A brand new variant of the MyDoom worm – MyDoom.f – exists to attack the Microsoft and Recording Industry Association of America (RIAA) Web sites – and will delete files on affected host machines.
This worm first crawled to life online on February 20. It will attempt to launch denial of service (DoS) attacks against the two group's sites.
This worm deletes 40 per cent of the graphic files, Word documents, Excel spreadsheets and Access databases it finds on infected computers. It uses a wide variety of different subject lines, message bodies and attachment names.
Like all the MyDoom variants, MyDoom.f also threatens further harm as it opens a backdoor on infected computers that could allow malicious hackers to run unauthorized code remotely.

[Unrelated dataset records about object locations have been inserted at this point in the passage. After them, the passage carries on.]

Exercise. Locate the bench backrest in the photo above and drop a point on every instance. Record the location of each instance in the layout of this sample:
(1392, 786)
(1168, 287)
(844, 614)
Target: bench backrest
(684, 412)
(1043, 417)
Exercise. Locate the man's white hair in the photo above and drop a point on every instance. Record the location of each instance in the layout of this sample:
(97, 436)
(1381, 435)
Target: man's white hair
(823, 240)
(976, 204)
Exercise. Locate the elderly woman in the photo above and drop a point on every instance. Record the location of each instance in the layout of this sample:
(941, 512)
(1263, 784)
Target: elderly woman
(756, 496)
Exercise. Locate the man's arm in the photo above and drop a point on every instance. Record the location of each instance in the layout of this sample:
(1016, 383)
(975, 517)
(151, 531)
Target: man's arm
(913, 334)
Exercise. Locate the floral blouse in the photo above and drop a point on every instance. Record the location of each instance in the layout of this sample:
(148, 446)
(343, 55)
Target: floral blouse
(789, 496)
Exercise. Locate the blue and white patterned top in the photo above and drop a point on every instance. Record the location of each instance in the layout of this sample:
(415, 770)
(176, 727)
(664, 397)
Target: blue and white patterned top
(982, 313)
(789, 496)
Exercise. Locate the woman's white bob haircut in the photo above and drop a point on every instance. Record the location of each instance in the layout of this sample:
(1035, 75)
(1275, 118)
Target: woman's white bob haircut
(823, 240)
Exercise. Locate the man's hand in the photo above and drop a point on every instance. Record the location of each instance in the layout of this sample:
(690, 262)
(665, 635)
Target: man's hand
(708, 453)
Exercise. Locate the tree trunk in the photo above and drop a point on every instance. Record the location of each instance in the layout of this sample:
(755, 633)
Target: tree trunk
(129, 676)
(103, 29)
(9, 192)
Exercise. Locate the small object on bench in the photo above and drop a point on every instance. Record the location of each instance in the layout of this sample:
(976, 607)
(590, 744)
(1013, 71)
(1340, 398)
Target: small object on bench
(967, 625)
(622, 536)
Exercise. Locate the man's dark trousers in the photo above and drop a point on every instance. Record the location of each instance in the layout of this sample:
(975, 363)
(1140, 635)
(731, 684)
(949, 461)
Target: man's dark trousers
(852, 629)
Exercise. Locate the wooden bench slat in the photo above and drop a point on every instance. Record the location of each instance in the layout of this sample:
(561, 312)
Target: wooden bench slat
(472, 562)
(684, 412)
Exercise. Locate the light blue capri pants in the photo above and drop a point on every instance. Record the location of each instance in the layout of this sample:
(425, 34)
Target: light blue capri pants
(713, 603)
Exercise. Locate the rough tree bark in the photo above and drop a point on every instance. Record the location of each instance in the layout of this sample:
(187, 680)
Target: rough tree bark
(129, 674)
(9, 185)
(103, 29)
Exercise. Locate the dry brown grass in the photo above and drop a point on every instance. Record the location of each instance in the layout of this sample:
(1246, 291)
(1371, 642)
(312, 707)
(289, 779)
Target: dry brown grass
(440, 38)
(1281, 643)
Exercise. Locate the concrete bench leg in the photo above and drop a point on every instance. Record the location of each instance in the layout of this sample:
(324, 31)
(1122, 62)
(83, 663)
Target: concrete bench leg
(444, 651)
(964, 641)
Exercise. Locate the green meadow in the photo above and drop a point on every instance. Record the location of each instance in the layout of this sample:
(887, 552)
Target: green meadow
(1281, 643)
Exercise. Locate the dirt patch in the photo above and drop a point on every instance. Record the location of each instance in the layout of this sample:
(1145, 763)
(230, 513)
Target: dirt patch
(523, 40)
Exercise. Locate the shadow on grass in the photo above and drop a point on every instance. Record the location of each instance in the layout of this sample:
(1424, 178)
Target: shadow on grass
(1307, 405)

The worm will launch a DoS attack on Microsoft and the RIAA between the 17 and 22 of any month. There is a 33 per cent chance that the attack will be against www.riaa.com – otherwise the attack will be against www.microsoft.com.
"This worm is being sighted in larger numbers, suggesting that not all computers have properly protected themselves with the latest anti-virus updates," says Brett Myroff, CEO of NetXactics. "Protection is essential if you are to play your part as a responsible 'Net citizen – or else your computer could become part of the zombie army which will launch the attack on the Web sites of Microsoft or the RIAA."
Unlike earlier versions of MyDoom, this version will not terminate itself at a future date.